Acórdão nº 670/04.0TCGMR.S1 de Supremo Tribunal de Justiça (Portugal), 01 de Março de 2010

Magistrado ResponsávelÁLVARO RODRIGUES
Data da Resolução01 de Março de 2010
EmissorSupremo Tribunal de Justiça (Portugal)

S Privacidade: 1 Meio Processual: REVISTA Decisão: NEGADA A REVISTA Sumário : I-O nosso ordenamento jurídico consagra a doutrina da causalidade adequada, na sua formulação negativa: «o facto só deixará de ser causa adequada do dano, desde que se mostre, por sua natureza, de todo inadequado e o haja produzido apenas em consequência de circunstâncias anómalas ou excepcionais»(ALMEIDA COSTA, Direito das Obrigações, 9ª edição, pg. 708)..
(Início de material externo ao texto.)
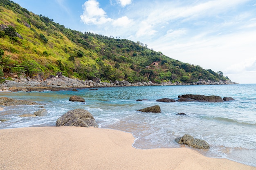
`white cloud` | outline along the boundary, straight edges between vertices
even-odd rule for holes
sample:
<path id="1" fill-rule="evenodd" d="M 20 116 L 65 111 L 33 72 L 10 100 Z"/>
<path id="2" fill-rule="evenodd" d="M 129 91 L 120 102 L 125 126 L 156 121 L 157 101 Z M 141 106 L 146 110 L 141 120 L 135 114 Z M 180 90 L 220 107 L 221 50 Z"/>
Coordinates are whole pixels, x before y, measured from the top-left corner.
<path id="1" fill-rule="evenodd" d="M 117 2 L 118 3 L 121 4 L 122 7 L 124 7 L 132 3 L 132 0 L 117 0 Z"/>
<path id="2" fill-rule="evenodd" d="M 55 0 L 55 1 L 57 2 L 57 3 L 58 4 L 66 11 L 66 12 L 68 14 L 70 13 L 70 10 L 64 4 L 65 0 Z"/>
<path id="3" fill-rule="evenodd" d="M 89 0 L 83 5 L 84 9 L 80 18 L 83 22 L 87 24 L 101 24 L 112 20 L 108 18 L 105 11 L 99 7 L 99 3 L 96 0 Z"/>
<path id="4" fill-rule="evenodd" d="M 186 35 L 187 30 L 185 29 L 180 29 L 177 30 L 170 29 L 167 31 L 166 36 L 169 38 L 175 38 Z"/>
<path id="5" fill-rule="evenodd" d="M 113 20 L 112 24 L 117 26 L 130 26 L 133 24 L 132 22 L 132 20 L 130 20 L 128 17 L 125 16 Z"/>
<path id="6" fill-rule="evenodd" d="M 150 36 L 155 34 L 157 31 L 153 29 L 153 26 L 148 22 L 143 21 L 140 23 L 137 23 L 138 29 L 136 33 L 137 38 L 144 35 Z"/>

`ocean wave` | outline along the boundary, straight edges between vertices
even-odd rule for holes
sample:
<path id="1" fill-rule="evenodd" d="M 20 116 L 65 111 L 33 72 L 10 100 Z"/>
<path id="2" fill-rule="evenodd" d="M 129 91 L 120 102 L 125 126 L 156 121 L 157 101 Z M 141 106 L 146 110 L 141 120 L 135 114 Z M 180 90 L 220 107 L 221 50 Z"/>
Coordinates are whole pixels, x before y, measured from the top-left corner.
<path id="1" fill-rule="evenodd" d="M 204 119 L 208 120 L 215 120 L 219 121 L 223 121 L 228 122 L 234 122 L 237 124 L 247 124 L 249 125 L 256 125 L 256 122 L 254 121 L 248 121 L 245 120 L 236 120 L 227 117 L 201 117 Z"/>

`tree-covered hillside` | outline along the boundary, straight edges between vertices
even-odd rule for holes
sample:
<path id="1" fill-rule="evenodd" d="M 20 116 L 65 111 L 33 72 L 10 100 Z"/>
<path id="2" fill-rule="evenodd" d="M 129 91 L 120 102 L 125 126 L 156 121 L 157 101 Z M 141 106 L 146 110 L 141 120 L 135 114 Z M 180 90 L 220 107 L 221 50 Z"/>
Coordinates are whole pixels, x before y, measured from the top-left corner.
<path id="1" fill-rule="evenodd" d="M 25 73 L 46 78 L 58 71 L 81 79 L 130 83 L 228 79 L 221 71 L 171 58 L 141 42 L 72 30 L 0 0 L 0 76 Z"/>

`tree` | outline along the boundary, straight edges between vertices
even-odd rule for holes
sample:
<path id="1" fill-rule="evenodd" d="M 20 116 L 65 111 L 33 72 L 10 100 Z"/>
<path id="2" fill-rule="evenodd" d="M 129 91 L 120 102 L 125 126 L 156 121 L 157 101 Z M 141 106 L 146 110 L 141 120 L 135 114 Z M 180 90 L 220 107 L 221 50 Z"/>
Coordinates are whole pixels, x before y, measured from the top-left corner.
<path id="1" fill-rule="evenodd" d="M 12 26 L 9 26 L 8 27 L 4 29 L 4 31 L 5 35 L 9 37 L 17 37 L 16 30 L 15 30 L 15 29 Z"/>
<path id="2" fill-rule="evenodd" d="M 79 50 L 76 51 L 76 57 L 82 57 L 83 56 L 83 52 L 81 50 Z"/>
<path id="3" fill-rule="evenodd" d="M 223 72 L 222 72 L 222 71 L 218 71 L 218 73 L 219 75 L 220 76 L 223 76 Z"/>
<path id="4" fill-rule="evenodd" d="M 45 44 L 46 44 L 47 43 L 47 42 L 48 42 L 48 40 L 47 40 L 47 38 L 46 38 L 45 36 L 45 35 L 42 33 L 40 34 L 40 38 Z"/>
<path id="5" fill-rule="evenodd" d="M 4 54 L 4 52 L 2 49 L 0 49 L 0 62 L 2 60 L 2 58 L 3 57 L 3 55 Z"/>

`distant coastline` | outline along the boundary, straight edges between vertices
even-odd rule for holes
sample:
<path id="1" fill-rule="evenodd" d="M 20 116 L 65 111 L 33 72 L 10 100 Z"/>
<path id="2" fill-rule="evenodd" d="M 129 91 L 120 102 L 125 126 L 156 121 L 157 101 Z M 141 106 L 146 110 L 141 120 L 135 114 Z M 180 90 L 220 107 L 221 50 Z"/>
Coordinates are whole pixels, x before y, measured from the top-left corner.
<path id="1" fill-rule="evenodd" d="M 30 78 L 29 77 L 14 76 L 12 80 L 6 79 L 0 84 L 1 91 L 38 91 L 40 90 L 69 90 L 73 88 L 95 88 L 100 87 L 112 87 L 123 86 L 177 86 L 177 85 L 206 85 L 238 84 L 230 80 L 219 80 L 215 82 L 211 80 L 205 81 L 199 79 L 198 82 L 193 83 L 180 82 L 162 82 L 155 83 L 148 82 L 137 82 L 130 83 L 126 80 L 108 82 L 101 82 L 100 79 L 95 77 L 92 80 L 81 80 L 78 79 L 73 79 L 65 77 L 62 75 L 56 76 L 52 75 L 46 79 L 40 78 Z"/>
II- Para além disso, a doutrina em causa não pressupõe a exclusividade da condição, no sentido de que esta tenha só por si determinado o dano; podem ter colaborado na sua produção outros factos concomitantes ou posteriores, como se reconheceu, ainda recentemente, no Acórdão deste Supremo Tribunal de 31.03.2009, de que foi Relator, o Exmº Conselheiro Serra Baptista e Adjuntos o aqui Relator e o Adjunto neste autos, Exmº Conselheiro Santos Bernardino (Pº 08B2421,disponível em www.dgsi.pt).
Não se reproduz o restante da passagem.